The ministry does not distinguish between civilians and combatants in its figures but says most of the dead have been women and children.

Israel has ordered Palestinians to evacuate areas that make up two-thirds of the tiny coastal territory. Most of the displaced are packed into the southern town of Rafah near the border with Egypt, where many are living in squalid tent camps and overflowing U.N.-run shelters.

Hamas has continued to put up stiff resistance across the territory, and its police force has returned to the streets in places where Israeli troops have pulled back. Hamas is still holding over 130 hostages, but around 30 of them are believed to be dead, with the vast majority killed on Oct. 7.

Israelis Agonize Over Fate of Captives

Israelis are intensely focused on the plight of the hostages, with family members and the wider public demanding a deal with Hamas, fearful that time is running out. Israeli forces have only rescued one hostage, while Hamas says several were killed in Israeli airstrikes and failed rescue missions.
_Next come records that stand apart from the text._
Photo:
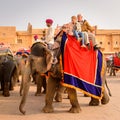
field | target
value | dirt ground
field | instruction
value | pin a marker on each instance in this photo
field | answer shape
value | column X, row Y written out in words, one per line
column 9, row 106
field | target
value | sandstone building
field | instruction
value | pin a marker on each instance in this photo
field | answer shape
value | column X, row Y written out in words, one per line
column 109, row 40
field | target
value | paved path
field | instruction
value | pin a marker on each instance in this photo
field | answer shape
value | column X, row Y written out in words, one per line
column 9, row 106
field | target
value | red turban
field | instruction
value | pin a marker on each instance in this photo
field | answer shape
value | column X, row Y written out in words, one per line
column 49, row 21
column 35, row 37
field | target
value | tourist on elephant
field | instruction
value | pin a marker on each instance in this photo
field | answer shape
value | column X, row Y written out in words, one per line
column 76, row 29
column 86, row 27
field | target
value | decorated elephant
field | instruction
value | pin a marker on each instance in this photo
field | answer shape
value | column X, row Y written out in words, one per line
column 42, row 61
column 7, row 71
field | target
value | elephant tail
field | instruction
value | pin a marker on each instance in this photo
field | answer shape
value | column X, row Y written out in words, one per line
column 109, row 92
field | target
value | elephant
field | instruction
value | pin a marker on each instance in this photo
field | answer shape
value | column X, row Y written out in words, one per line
column 38, row 79
column 7, row 71
column 42, row 62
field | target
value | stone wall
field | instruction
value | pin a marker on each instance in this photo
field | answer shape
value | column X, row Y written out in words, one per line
column 109, row 40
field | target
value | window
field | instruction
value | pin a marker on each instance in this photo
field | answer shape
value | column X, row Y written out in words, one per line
column 19, row 41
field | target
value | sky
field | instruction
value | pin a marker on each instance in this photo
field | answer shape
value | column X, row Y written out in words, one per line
column 103, row 13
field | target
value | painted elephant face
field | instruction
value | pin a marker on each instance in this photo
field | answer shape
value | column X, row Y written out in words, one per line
column 41, row 58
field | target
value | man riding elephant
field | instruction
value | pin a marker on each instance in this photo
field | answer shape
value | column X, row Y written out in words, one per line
column 41, row 60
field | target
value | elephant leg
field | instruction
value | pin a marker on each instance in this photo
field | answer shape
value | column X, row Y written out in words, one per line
column 21, row 87
column 11, row 87
column 26, row 84
column 39, row 82
column 44, row 84
column 94, row 102
column 51, row 88
column 105, row 99
column 6, row 89
column 73, row 100
column 60, row 91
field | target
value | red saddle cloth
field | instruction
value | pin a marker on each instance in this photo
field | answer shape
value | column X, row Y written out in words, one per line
column 82, row 67
column 116, row 61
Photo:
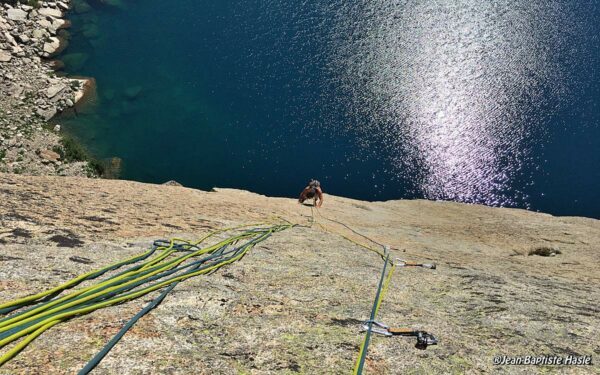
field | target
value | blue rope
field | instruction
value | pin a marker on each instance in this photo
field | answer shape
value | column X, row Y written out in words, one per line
column 372, row 318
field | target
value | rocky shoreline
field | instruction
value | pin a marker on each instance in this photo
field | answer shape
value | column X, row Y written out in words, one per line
column 32, row 94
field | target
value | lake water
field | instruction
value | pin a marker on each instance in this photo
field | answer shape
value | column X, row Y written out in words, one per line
column 459, row 100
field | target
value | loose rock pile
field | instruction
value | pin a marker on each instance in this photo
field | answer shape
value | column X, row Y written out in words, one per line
column 31, row 94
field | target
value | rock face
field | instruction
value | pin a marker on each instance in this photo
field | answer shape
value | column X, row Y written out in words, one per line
column 30, row 94
column 295, row 303
column 16, row 15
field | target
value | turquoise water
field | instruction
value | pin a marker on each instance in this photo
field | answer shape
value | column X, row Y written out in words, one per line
column 494, row 104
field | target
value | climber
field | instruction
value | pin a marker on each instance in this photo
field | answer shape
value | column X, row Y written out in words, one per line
column 312, row 191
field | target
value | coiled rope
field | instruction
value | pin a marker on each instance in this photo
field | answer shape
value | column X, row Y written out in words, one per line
column 164, row 270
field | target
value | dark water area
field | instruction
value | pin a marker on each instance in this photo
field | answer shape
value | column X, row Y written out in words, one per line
column 484, row 103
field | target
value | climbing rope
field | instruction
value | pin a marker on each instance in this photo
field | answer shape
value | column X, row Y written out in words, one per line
column 382, row 287
column 163, row 271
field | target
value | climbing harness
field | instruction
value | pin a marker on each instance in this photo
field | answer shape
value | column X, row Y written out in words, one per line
column 163, row 267
column 424, row 339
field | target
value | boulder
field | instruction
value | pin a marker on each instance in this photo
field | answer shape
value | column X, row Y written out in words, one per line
column 49, row 156
column 62, row 6
column 5, row 56
column 47, row 114
column 38, row 33
column 16, row 14
column 23, row 38
column 52, row 46
column 53, row 90
column 51, row 12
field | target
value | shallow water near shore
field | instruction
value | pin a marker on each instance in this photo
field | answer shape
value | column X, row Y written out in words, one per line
column 494, row 104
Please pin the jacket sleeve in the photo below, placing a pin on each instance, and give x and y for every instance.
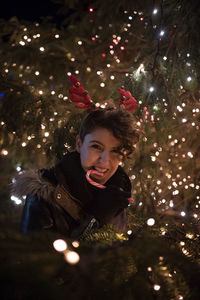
(35, 216)
(120, 221)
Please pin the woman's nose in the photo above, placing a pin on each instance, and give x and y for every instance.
(104, 157)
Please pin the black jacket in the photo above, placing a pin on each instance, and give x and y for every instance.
(62, 200)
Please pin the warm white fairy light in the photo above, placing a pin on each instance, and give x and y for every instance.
(46, 134)
(179, 108)
(151, 89)
(150, 222)
(156, 287)
(72, 257)
(190, 154)
(75, 244)
(4, 152)
(60, 245)
(18, 168)
(16, 200)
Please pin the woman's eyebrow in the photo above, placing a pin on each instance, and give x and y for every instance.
(95, 141)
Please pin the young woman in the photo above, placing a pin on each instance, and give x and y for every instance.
(62, 199)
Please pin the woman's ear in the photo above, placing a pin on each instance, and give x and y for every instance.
(78, 143)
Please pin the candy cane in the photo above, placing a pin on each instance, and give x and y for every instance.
(101, 186)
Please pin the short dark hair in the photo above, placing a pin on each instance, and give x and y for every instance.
(119, 121)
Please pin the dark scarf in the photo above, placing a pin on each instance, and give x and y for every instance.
(71, 175)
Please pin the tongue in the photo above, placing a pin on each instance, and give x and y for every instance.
(96, 172)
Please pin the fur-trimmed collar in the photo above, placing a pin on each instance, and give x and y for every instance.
(31, 182)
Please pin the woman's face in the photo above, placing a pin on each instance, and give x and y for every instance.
(100, 151)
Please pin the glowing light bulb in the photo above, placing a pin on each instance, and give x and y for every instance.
(190, 154)
(46, 134)
(75, 244)
(151, 89)
(60, 245)
(156, 287)
(16, 200)
(150, 222)
(72, 257)
(4, 152)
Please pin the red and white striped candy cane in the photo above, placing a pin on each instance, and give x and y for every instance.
(101, 186)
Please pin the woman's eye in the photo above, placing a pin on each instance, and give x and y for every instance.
(95, 146)
(118, 153)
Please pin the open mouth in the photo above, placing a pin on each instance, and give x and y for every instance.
(99, 171)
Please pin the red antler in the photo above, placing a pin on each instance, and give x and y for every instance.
(80, 95)
(127, 100)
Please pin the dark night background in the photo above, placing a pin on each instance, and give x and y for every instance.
(27, 10)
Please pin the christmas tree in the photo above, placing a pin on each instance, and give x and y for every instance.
(152, 50)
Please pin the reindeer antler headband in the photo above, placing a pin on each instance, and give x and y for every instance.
(80, 96)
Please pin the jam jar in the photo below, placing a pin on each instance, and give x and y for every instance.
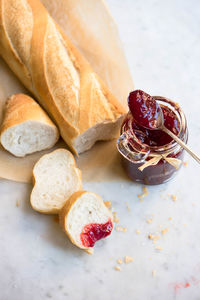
(151, 156)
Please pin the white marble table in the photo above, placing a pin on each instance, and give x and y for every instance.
(161, 40)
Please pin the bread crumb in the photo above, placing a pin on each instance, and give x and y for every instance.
(119, 261)
(154, 237)
(107, 203)
(149, 221)
(56, 219)
(128, 259)
(158, 248)
(121, 229)
(117, 268)
(163, 231)
(116, 219)
(154, 273)
(127, 205)
(90, 251)
(174, 197)
(144, 192)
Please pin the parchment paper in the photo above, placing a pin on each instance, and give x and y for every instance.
(92, 29)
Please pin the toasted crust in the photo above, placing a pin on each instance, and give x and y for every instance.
(26, 127)
(21, 108)
(48, 64)
(53, 210)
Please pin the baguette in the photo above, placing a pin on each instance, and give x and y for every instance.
(26, 128)
(56, 178)
(85, 219)
(49, 65)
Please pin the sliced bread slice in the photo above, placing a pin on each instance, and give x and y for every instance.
(56, 179)
(26, 127)
(85, 219)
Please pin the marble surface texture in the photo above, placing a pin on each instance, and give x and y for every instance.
(161, 41)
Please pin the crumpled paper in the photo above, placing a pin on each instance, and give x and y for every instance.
(90, 26)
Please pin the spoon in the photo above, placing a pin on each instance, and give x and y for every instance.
(148, 113)
(159, 125)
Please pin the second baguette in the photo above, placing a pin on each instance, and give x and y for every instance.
(26, 128)
(49, 65)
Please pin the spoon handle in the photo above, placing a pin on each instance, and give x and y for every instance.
(182, 144)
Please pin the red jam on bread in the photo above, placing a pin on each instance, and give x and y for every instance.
(93, 232)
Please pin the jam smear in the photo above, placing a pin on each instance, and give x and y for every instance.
(144, 109)
(93, 232)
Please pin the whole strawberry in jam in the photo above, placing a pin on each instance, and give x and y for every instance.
(143, 108)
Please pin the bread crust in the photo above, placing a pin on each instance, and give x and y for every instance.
(21, 108)
(34, 180)
(95, 104)
(66, 209)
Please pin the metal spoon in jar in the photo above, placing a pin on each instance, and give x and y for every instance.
(148, 113)
(159, 125)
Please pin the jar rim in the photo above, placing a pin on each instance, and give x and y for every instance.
(173, 146)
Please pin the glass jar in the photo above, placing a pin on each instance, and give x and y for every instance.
(152, 164)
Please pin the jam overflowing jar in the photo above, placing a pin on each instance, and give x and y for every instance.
(151, 156)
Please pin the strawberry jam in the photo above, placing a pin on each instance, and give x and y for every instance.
(93, 232)
(140, 142)
(157, 137)
(144, 108)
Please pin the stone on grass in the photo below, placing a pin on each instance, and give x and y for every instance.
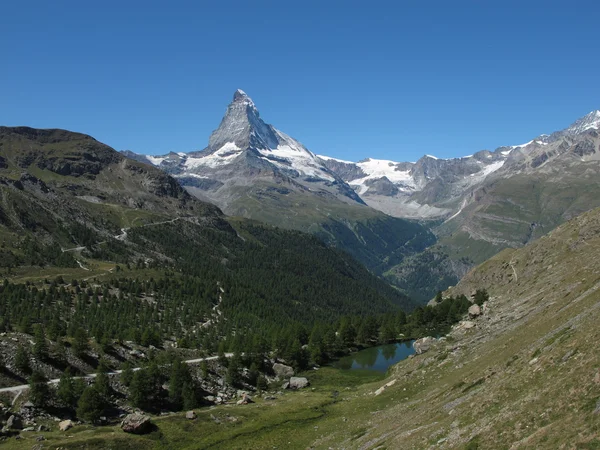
(283, 371)
(422, 345)
(136, 424)
(474, 310)
(298, 383)
(65, 425)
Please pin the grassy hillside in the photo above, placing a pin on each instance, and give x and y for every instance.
(525, 375)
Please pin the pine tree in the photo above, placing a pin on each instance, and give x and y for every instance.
(190, 397)
(39, 392)
(127, 373)
(65, 390)
(102, 382)
(233, 370)
(40, 346)
(180, 376)
(22, 360)
(204, 369)
(90, 405)
(80, 342)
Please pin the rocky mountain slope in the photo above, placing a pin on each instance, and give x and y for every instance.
(253, 170)
(524, 373)
(72, 205)
(484, 202)
(475, 205)
(520, 372)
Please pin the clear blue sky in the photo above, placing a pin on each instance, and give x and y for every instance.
(391, 80)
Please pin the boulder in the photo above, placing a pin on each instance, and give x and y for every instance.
(474, 311)
(283, 371)
(467, 324)
(385, 386)
(422, 345)
(13, 423)
(298, 382)
(136, 424)
(245, 400)
(65, 425)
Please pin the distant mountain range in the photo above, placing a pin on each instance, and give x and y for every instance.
(475, 205)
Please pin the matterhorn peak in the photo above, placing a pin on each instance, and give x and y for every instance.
(240, 96)
(243, 127)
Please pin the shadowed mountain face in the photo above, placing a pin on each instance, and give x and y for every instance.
(476, 205)
(72, 205)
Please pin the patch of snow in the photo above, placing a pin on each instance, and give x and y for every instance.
(462, 206)
(299, 159)
(224, 155)
(522, 145)
(492, 168)
(193, 175)
(156, 160)
(329, 158)
(379, 168)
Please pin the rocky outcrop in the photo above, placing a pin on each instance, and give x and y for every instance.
(474, 311)
(424, 344)
(298, 383)
(283, 371)
(65, 425)
(136, 424)
(385, 386)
More than 100 hostages, mostly women and children, were freed during a weeklong cease-fire in November in exchange for the release of 240 Palestinians imprisoned by Israel.

Thousands of Israelis have taken part in weekly protests calling for the release of the hostages and demanding new elections. But Netanyahu is beholden to far-right coalition allies who have threatened to bring down the government if he concedes too much in the negotiations.

That could spell the end of Netanyahu’s long political career and expose him to prosecution over long-standing corruption allegations.